Wilson, 45, was accused by three women of sexual and ethical misconduct in April although the exact nature of the charges were never made public.


The priest’s suspension was lifted Aug. 8 and she returned to the pulpit of her church Sunday, Aug. 9. She received a standing ovation and the congregation celebrated with a party afterward, said Wilson’s attorney, Peggy Toal.

At the time of the suspension, the Episcopal Diocese of Colorado said Wilson was accused”of violating the boundaries between a person in a position of trust and parishioners.”The charges were investigated by a special committee but Toal said Bishop Jerry Winterrowd (cq) decided against forwarding any report from the investigating panel to the diocesan Standing Committee, the body charged with ministerial matters.”The case is closed,”Toal said.”It was an internal church process and everything is confidential.” Diocesan officials would only say that the”temporary inhibition (from functioning as a priest) has been lifted at bishop’s discretion”and would not say whether the allegations were withdrawn or whether Wilson had been exonerated of the accusations.

Quote of the day: The Rev.

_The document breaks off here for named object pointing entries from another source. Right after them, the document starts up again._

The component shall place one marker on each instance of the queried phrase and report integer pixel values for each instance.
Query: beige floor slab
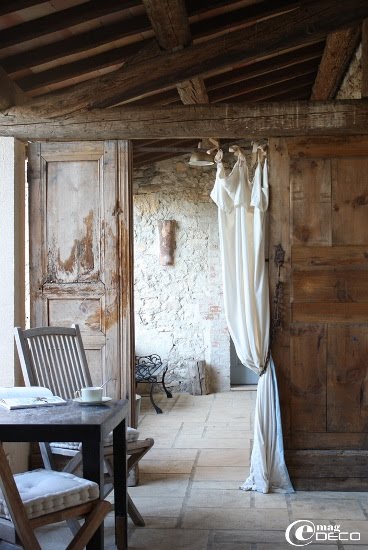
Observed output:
(221, 457)
(168, 539)
(234, 518)
(211, 443)
(168, 485)
(158, 506)
(169, 467)
(220, 473)
(204, 498)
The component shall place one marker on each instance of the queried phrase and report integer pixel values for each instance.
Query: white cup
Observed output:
(90, 395)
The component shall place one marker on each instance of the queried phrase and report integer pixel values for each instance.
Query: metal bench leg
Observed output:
(168, 393)
(157, 409)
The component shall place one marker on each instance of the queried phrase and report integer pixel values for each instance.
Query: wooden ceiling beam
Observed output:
(273, 78)
(96, 37)
(170, 23)
(10, 92)
(190, 121)
(339, 49)
(10, 6)
(312, 22)
(67, 71)
(61, 20)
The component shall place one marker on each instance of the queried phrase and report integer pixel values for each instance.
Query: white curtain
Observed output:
(241, 212)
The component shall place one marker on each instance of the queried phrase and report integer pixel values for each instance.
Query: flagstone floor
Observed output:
(188, 491)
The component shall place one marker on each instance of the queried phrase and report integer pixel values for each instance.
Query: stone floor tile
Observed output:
(249, 536)
(221, 473)
(187, 442)
(271, 500)
(167, 466)
(222, 457)
(167, 539)
(169, 485)
(157, 506)
(170, 454)
(205, 498)
(234, 518)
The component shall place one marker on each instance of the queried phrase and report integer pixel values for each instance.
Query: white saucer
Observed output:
(90, 403)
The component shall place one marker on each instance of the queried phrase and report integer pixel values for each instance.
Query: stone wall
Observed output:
(179, 307)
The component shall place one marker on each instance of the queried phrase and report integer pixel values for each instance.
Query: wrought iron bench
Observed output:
(150, 369)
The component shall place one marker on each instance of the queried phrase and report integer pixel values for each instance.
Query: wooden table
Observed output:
(90, 425)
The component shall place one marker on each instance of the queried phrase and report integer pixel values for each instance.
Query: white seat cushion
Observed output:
(132, 435)
(47, 491)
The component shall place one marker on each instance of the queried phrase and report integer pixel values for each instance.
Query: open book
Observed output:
(27, 402)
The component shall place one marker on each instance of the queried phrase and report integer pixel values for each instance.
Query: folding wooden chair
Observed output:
(54, 357)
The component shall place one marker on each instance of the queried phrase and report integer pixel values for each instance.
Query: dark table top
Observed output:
(69, 422)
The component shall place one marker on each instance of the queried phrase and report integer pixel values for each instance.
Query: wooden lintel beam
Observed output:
(191, 121)
(339, 49)
(309, 23)
(10, 92)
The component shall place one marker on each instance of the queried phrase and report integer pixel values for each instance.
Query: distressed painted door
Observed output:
(321, 219)
(81, 250)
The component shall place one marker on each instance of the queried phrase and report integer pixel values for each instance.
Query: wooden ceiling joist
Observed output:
(337, 55)
(10, 93)
(190, 121)
(170, 23)
(63, 19)
(170, 68)
(9, 6)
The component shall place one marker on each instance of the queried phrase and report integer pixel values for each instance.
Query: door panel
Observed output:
(75, 250)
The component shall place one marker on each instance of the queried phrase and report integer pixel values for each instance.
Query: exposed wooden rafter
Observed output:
(10, 93)
(308, 24)
(190, 121)
(170, 23)
(339, 49)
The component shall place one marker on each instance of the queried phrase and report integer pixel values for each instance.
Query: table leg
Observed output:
(93, 469)
(120, 486)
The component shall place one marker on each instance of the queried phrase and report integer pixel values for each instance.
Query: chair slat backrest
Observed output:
(53, 357)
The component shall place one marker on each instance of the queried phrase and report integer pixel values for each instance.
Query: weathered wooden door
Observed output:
(319, 213)
(81, 250)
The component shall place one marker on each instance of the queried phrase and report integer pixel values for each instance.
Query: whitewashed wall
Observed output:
(179, 308)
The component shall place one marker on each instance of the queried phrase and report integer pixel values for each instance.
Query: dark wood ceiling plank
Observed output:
(226, 120)
(170, 23)
(9, 6)
(308, 24)
(259, 68)
(10, 92)
(242, 17)
(336, 58)
(77, 68)
(61, 20)
(281, 76)
(76, 44)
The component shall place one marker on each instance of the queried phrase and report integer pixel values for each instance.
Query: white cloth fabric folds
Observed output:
(242, 207)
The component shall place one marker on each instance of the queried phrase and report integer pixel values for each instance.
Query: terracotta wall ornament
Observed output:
(166, 229)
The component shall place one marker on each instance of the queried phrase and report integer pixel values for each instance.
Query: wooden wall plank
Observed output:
(347, 379)
(350, 201)
(324, 312)
(320, 440)
(330, 286)
(332, 146)
(308, 378)
(335, 257)
(279, 233)
(310, 182)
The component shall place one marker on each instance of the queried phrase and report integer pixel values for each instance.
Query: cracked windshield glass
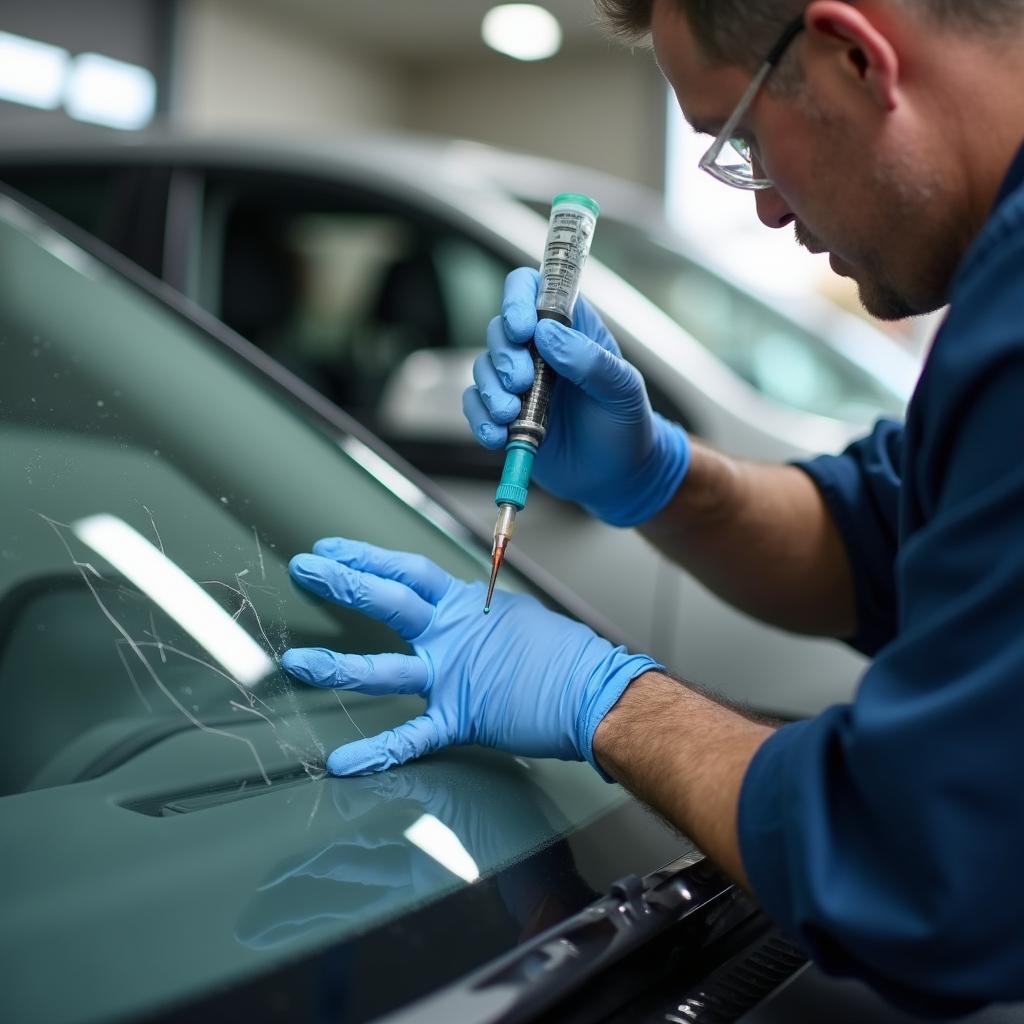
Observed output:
(154, 488)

J. Philip Wogaman, President Clinton’s pastor

(RNS)”I’m afraid there are people who, when they see a political enemy having problems, they rejoice in that. All of us need to be very cautious about how we make such judgments, not knowing what the facts are.” _ The Rev. J. Philip Wogaman, pastor of Foundry United Methodist Church in Washington, D.C., the church President Clinton most often attends, on CNN’s”Both Sides with Jesse Jackson.”